Regardons maintenant un duo, Merlin et Viviane, par exemple, œuvre déjà ancienne et bien inférieure aux Jours de la Création, mais d’un sentiment très profond. On sait le sujet. Pour se délasser de la politique et de la guerre, Merlin se promenait quelquefois, sous la forme d’un jeune escholier, dans la forêt de Broceliande. Là, il rencontra une jeune fille appelée Viviane, née d’une fée qui lui avait fait ces trois dons au berceau : être aimée de l’homme le plus sage du monde ; faire faire à cet homme toutes ses volontés ; apprendre de lui toutes les choses qu’elle voudrait savoir. Le vieux Merlin ne pouvait échapper à la destinée. Puisque c’était lui, l’homme le plus sage du monde, il devait aimer Viviane, et comme celle-ci se désolait de ses continuels voyages à la cour du roi Arthur et qu’elle lui demandait chaque fois de lui enseigner sa magie, par exemple l’art d’endormir quelqu’un, puis de l’emprisonner « sans pierres, sans bois et sans fer, seulement par enchantement », il devait lui céder en cela comme en tout le reste. Il devinait pourtant où elle voulait en venir ; il avait dit : « La louve doit lier le lion sauvage si étroitement qu’il ne pourra plus remuer. » Mais prévoir le danger, en amour, cela sert-il jamais à quelque chose ? Un jour qu’ils étaient assis dans un buisson d’aubépines fleuries, Viviane, caressant les cheveux blonds de l’Enchanteur, l’endormit, puis se levant, tourna neuf fois son écharpe au-dessus du buisson, en faisant neuf enchantemens que Merlin lui avait appris. Quand le devin ouvrit les yeux, tout avait disparu. Il se trouvait dans un château enchanté, à jamais prisonnier, inutile désormais à Arthur, comme le dit Tennyson dans un de ses vers monosyllabiques :


And lost to life and use and name and fame.

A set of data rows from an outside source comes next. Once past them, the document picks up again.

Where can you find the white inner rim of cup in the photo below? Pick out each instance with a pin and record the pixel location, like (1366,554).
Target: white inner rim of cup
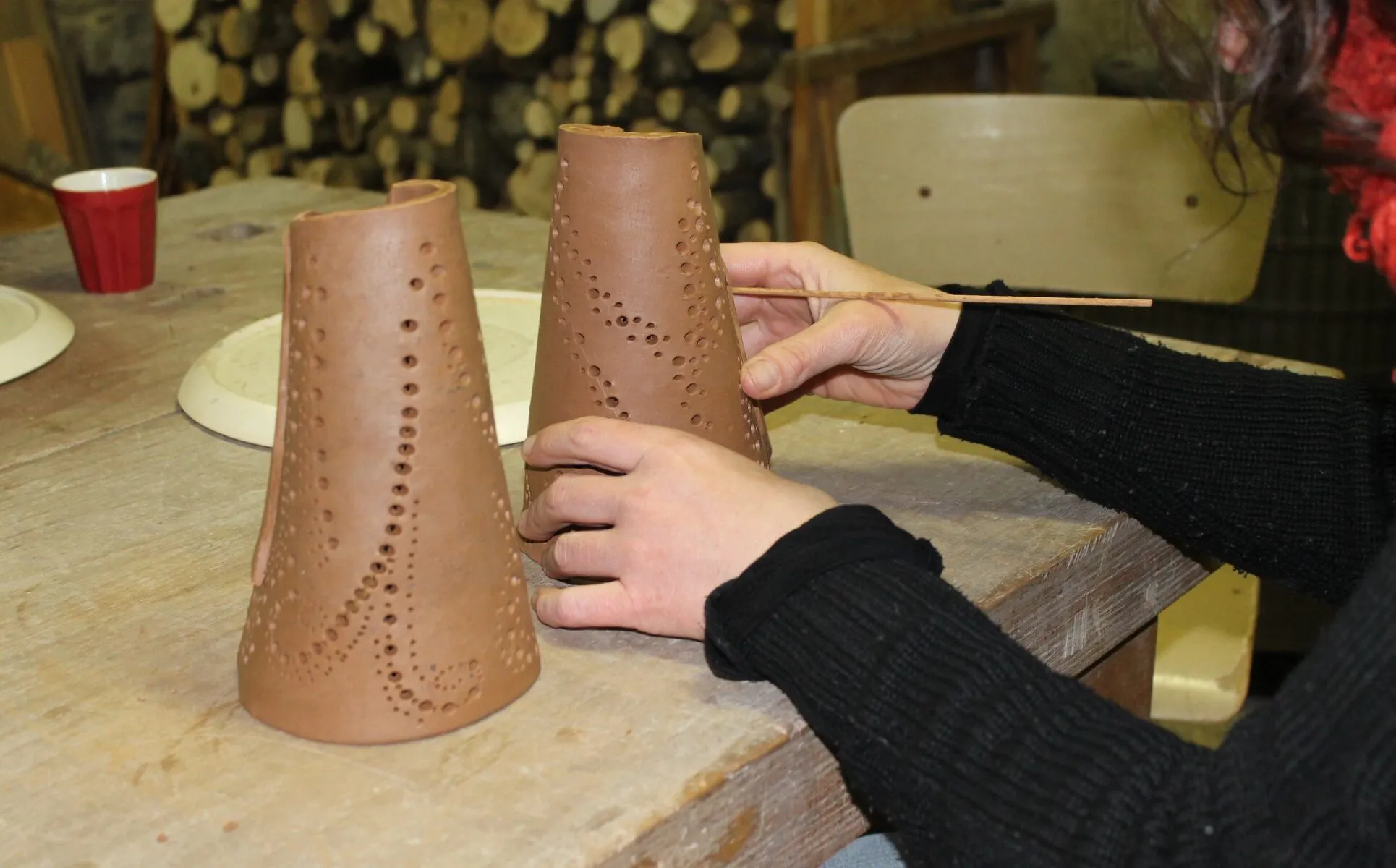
(103,180)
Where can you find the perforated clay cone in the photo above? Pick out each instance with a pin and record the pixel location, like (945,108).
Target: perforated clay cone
(637,313)
(388,602)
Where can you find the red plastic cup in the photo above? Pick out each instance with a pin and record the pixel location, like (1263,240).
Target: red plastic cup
(109,216)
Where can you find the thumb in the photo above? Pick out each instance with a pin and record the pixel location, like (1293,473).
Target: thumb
(788,365)
(602,605)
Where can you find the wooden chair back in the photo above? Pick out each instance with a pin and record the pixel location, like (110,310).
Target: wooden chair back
(1070,195)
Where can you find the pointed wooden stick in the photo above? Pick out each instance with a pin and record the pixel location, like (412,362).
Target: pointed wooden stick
(936,296)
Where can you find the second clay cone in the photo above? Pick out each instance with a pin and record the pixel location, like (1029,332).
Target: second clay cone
(388,602)
(637,313)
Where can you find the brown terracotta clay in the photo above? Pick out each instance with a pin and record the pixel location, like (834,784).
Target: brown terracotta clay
(388,602)
(637,313)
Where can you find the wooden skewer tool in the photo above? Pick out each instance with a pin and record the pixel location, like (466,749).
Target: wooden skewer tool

Burne-Jones a choisi le moment où Viviane vient de ravir au devin le livre très savant où sont écrits, en des langues mortes et en caractères longs comme des « pattes de puces », les enchantemens subtils. Elle s’est dressée, fine, longue, onduleuse, et tenant le grimoire au bout de ses doigts fuselés, elle tourne la tête, une tête d’oiseau intelligent et perfide, vers le bon philosophe encore couché dans l’aubépine, à la fois souriant à sa beauté et inquiet de sa traîtrise.

Mais prenons une scène un peu plus compliquée, bien que de trois personnages seulement : le Chant d’amour, par exemple, qui est peut-être, au point de vue de la composition, le chef-d’œuvre de Burne-Jones. Nous voyons une jeune fille agenouillée presque de face, sur un coussin, au milieu d’un gazon fleuri. Elle joue de l’orgue sur un de ces petits instrumens que les anges touchent dans les tableaux des Primitifs, parmi les nuées, les trompettes, les ailes et les gloires. Plus près de nous, vu de dos, mais la tête tournée de profil vers le centre de la composition, un chevalier dans son armure, assis par terre, les jambes repliées, écoute. De l’autre côté, un jeune berger, qui est l’Amour, demi-nu, couronné de feuillages, les paupières baissées, un genou en terre, presse doucement le soufflet de l’orgue. Au premier plan, des fleurs. Au fond, un groupe de maisons ou la cour d’un château, puis le cadre qui plane très bas. Pas de ciel ; la pensée ne se perd pas dans l’azur du Paradis : le ciel, ici, ce sont les yeux de la jeune fille. Pas d’histoire ; il n’y a rien à deviner, mais tout à éprouver : l’histoire ici, c’est la vie de deux cœurs et un peu d’air qui ébranle les ondes sonores. On s’intéresse, selon le précepte de Ruskin, à la vie même des êtres et non à ce qui va leur arriver. Pas de mouvement, sinon le geste de l’Amour souffleur, mouvement doux, continu, sans effort, comme dans un rêve. On s’intéresse à la forme même du corps humain, non à sa déformation. Le dessin du chevalier et de sa dame est admirablement pur. Les attitudes des trois figures, assez différentes pour se compléter, assez semblables pour s’unir, tendent à cette synthèse classique et latine qu’on peut bien mépriser en théorie, mais à laquelle, en examinant toutes les belles œuvres, on trouve qu’elles sont revenues. La pyramide est replacée sur sa base. De quelque côté que le regard se dirige, les lignes le ramènent au centre, et l’élèvent au visage de la musicienne éternelle, à ces lèvres qui s’entrouvrent, à cette mélodie qu’on n’entend pas mais, qui remplit tout, comme la cloche invisible dans l’Angélus de Millet, à cette harmonie qu’on éprouve par tous les traits et tous les modelés de cette vision : au chant d’amour.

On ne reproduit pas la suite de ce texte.